According to the January 2003 Drug Abuse Warning Network (DAWN) Report published by SAMHSA’s OAS, the incidence of abuse of prescription opioid pain medications (also known as narcotics) such as hydrocodone, oxycontin, Lortab, narco, and percocet, among others, has risen markedly in recent years (Crane 2003). From 1994 to 2001, there was a 117% increase in emergency room visits related to opioid abuse. According to the DAWN Mortality Data Report for 2002 (SAMHSA 2002), hydrocodone ranked among the 10 most common drugs related to deaths in 18 cities. Oxycodone ranked among the 10 most common drugs related to deaths in 19 cities, including Philadelphia (88), Baltimore (34), Boston (34), Phoenix (34), and Miami (28).
Examples of opioids are: Painkillers such as; morphene, hydrocodone,, and oxycodone. Heroin is also an opioid and is illegal.
Opioid drugs sold under brand names include: oxycontin, percocet, vicoden, percodan, and demerol among others.
Drugs that are not opioids are: Cocaine, methamphetamines, ecstasy, LSD, GHB, Ketamine, other club drugs, or steroids.
TREATMENT OPTIONS FOR OPIATE ADDICTION
Until the introduction of buprenorphine in 2004, there were few choices for detoxing from opioid medications. They were Methadone maintenance, inpatient hospitalization, or “cold turkey”
At Medical Detox Center, we use Suboxone for treatment of Opiate Addiction
SUBOXONE is the first opioid medication approved under DATA 2000 for the treatment of opioid dependence in an office-based setting. SUBOXONE also can be dispensed for take-home use, just as any other medicine for other medical conditions.

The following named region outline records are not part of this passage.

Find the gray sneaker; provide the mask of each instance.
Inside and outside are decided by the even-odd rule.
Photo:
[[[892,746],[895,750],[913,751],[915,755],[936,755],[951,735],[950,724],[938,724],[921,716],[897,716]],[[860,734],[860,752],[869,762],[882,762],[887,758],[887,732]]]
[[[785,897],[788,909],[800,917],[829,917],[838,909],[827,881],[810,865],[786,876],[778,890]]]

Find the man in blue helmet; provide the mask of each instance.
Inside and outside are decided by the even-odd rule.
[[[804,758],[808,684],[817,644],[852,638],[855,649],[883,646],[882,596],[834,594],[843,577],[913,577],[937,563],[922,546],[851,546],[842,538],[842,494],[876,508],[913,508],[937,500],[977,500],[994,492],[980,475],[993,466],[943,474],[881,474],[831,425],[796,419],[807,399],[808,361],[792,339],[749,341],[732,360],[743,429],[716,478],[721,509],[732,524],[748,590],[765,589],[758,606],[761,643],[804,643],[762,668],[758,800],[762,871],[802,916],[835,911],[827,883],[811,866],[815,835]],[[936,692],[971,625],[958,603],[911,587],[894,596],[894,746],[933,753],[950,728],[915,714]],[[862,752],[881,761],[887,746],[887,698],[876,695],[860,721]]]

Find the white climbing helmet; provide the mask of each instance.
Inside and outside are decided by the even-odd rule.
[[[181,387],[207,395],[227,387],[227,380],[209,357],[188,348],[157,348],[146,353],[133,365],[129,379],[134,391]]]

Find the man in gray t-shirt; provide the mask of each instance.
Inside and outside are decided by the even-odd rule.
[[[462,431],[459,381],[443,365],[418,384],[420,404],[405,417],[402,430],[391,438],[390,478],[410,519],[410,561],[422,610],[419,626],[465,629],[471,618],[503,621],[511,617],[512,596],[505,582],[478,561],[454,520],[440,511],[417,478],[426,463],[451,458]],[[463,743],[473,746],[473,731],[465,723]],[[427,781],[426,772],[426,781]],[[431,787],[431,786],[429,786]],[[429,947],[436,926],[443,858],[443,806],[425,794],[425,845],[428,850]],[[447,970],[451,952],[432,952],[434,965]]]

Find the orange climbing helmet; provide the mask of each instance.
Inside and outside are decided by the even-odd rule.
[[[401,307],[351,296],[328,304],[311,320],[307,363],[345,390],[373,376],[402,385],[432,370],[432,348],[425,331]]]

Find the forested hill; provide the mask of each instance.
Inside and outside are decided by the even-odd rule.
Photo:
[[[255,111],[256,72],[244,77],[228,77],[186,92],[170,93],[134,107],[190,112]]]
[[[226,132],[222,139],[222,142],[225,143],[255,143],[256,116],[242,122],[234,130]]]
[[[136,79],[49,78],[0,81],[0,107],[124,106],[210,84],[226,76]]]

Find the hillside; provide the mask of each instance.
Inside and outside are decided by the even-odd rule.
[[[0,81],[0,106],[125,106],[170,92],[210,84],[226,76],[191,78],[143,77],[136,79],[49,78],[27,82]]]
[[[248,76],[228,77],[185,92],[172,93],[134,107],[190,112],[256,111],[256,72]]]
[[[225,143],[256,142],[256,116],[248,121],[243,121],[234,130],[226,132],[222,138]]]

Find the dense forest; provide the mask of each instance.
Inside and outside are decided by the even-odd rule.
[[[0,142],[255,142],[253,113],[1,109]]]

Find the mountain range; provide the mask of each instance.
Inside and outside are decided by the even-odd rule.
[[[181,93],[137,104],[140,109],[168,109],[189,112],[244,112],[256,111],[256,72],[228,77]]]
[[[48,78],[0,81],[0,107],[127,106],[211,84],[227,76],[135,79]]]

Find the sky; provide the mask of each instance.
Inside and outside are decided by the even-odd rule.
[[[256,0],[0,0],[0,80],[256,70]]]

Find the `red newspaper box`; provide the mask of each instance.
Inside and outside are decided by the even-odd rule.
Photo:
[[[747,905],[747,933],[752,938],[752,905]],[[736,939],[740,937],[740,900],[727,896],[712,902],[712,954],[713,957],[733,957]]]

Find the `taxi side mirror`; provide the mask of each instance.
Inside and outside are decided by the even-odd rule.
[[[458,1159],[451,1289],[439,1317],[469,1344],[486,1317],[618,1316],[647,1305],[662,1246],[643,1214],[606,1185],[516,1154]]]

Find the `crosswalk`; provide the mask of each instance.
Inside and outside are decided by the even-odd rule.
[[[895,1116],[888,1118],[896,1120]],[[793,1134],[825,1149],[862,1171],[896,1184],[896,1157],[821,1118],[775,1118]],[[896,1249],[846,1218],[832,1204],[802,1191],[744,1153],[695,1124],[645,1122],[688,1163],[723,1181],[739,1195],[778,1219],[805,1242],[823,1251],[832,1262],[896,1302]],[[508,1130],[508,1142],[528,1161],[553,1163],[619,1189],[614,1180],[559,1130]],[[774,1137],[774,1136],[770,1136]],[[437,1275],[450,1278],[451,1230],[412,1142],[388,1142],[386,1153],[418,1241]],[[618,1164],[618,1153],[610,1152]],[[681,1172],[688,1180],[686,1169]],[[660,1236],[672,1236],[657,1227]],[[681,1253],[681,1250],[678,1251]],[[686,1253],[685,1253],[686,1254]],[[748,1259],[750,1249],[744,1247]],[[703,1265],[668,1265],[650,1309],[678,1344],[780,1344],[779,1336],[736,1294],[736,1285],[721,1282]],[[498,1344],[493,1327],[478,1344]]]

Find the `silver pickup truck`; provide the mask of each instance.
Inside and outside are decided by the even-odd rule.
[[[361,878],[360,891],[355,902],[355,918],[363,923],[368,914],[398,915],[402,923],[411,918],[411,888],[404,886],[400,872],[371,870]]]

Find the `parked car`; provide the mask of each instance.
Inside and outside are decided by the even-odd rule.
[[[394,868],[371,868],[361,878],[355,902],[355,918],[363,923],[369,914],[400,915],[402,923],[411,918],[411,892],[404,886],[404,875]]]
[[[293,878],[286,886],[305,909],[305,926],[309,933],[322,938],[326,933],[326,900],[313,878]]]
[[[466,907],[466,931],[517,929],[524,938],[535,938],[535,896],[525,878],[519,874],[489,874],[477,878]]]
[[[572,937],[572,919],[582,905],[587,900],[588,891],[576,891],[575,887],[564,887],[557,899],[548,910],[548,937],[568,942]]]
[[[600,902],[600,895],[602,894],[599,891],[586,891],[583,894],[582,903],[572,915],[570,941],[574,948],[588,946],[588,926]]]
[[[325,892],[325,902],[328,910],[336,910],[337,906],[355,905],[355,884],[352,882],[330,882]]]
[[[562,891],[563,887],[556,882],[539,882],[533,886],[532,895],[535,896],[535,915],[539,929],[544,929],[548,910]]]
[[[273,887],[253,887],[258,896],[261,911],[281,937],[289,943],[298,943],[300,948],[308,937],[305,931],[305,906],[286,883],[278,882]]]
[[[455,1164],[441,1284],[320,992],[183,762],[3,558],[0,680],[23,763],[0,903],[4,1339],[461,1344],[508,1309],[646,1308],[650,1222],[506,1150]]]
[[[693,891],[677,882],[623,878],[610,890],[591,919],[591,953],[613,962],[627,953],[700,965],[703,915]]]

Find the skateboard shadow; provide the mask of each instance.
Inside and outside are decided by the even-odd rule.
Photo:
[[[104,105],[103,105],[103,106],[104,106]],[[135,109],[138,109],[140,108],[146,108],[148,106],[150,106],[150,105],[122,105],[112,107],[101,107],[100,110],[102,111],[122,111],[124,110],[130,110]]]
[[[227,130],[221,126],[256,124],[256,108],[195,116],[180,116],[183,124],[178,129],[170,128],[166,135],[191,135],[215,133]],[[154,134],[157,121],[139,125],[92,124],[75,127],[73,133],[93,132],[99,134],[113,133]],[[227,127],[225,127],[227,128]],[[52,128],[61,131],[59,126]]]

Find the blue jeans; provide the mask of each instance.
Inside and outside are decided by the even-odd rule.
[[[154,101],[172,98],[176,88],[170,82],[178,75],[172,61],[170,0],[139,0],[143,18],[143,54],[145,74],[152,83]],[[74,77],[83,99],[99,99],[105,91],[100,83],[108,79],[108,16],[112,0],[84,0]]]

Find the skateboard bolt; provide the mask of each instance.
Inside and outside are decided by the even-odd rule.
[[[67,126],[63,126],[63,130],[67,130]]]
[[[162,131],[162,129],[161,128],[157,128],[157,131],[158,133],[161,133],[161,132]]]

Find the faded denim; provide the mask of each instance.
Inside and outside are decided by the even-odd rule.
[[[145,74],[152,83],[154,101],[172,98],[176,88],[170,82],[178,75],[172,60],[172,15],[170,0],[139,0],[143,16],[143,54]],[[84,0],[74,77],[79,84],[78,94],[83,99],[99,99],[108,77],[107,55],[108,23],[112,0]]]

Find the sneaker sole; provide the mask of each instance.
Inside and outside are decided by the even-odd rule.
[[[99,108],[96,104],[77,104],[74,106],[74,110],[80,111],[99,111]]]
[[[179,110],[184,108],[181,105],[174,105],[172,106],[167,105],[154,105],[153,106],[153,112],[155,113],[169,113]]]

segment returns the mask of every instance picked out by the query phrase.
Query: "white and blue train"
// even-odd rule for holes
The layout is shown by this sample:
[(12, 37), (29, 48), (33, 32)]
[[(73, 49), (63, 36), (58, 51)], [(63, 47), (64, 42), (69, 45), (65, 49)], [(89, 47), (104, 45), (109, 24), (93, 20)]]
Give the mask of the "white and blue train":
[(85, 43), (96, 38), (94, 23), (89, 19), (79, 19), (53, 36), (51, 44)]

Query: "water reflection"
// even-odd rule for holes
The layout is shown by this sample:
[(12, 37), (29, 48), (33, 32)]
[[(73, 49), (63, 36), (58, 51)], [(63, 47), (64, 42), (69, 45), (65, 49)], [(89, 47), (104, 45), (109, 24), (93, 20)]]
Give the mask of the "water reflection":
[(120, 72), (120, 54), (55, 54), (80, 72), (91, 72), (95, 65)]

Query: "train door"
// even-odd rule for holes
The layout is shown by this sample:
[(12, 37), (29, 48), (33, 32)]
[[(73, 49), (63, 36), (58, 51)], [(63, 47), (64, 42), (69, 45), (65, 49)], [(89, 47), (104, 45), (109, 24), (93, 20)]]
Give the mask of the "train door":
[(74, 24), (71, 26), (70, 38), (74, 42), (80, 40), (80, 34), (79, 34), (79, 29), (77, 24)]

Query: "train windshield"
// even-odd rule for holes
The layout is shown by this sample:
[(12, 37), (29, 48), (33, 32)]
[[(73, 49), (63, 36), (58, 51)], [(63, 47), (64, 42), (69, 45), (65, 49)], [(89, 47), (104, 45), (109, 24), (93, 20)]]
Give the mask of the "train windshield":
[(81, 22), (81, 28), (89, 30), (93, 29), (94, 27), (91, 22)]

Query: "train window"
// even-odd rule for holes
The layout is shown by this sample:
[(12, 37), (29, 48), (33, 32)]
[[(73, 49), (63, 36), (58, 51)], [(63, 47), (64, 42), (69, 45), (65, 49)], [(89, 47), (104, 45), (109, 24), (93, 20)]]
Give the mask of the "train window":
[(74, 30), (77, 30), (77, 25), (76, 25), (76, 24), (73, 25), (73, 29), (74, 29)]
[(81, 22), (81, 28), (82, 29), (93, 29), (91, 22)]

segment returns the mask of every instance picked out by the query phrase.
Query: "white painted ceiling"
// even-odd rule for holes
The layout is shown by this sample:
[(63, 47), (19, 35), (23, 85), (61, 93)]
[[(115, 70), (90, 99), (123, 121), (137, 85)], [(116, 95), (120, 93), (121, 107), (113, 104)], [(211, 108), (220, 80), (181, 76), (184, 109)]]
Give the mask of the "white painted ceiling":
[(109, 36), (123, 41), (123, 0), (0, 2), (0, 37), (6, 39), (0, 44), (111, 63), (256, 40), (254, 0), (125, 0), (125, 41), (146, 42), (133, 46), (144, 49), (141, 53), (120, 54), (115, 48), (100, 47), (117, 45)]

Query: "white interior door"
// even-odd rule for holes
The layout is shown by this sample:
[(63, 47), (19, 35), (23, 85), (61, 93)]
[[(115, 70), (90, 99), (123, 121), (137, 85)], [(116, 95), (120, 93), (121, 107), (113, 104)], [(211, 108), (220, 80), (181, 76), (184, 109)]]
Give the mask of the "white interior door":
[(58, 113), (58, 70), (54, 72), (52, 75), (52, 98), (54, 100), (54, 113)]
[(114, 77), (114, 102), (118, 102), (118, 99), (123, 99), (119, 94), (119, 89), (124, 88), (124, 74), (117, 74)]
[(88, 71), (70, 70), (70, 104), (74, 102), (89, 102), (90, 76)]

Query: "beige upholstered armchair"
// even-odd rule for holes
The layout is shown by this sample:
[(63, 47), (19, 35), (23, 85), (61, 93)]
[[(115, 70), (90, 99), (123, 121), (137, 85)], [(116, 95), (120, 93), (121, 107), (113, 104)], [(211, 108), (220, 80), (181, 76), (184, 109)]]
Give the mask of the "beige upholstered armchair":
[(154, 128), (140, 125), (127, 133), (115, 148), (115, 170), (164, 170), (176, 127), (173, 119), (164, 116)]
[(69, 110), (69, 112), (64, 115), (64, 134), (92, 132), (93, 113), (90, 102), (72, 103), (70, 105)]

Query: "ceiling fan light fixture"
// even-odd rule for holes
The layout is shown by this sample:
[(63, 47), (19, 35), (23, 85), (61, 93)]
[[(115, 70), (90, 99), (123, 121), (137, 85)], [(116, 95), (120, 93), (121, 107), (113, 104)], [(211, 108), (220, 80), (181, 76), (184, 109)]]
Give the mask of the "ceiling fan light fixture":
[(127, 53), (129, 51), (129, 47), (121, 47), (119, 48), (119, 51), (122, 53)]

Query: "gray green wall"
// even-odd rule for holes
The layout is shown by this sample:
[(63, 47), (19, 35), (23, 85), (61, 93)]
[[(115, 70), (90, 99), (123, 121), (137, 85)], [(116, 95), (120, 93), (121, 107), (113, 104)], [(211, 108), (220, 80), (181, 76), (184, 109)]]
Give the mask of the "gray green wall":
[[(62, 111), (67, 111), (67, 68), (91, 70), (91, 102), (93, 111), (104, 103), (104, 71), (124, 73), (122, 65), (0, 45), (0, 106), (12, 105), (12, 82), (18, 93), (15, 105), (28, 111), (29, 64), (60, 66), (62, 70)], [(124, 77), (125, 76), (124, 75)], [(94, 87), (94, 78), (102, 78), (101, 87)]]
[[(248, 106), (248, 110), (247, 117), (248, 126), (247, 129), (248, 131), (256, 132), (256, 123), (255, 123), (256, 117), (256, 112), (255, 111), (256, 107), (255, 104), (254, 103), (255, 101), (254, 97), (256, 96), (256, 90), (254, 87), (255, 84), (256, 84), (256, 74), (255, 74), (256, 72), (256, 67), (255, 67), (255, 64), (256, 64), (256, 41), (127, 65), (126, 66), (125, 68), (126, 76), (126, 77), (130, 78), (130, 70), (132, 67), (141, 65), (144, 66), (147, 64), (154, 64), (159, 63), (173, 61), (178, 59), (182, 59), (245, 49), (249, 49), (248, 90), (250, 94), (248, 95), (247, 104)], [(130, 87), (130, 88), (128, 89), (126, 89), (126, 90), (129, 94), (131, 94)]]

The primary active ingredient in SUBOXONE is buprenorphine.
Because buprenorphine is a partial opioid agonist, its opioid effects are limited compared with those produced by full opioid agonists, such as oxycodone or heroin. SUBOXONE also contains naloxone, an opioid antagonist.
SUBOXONE at the appropriate dose may be used to:
Suppress symptoms of opioid withdrawal
Decrease cravings for opioids
Reduce illicit opioid use
Block the effects of other opioids
Help patients stay in treatment
Acceptance for Suboxone Treatment
Not everyone is a candidate for Suboxone treatment. Some of the criteria are:
Must be 18 years old or older
Women must not be pregnant
Persons with certain medical conditions may not be appropriate
Current usage of certain medications
Must be willing to contract for two months, including contracting for random drug screens
Health care professionals may be accepted if in compliance with state regulations
We do not file insurance for the Medical Detox Clinic. However, if you do have insurance, you may use it for Suboxone and other prescribed medications.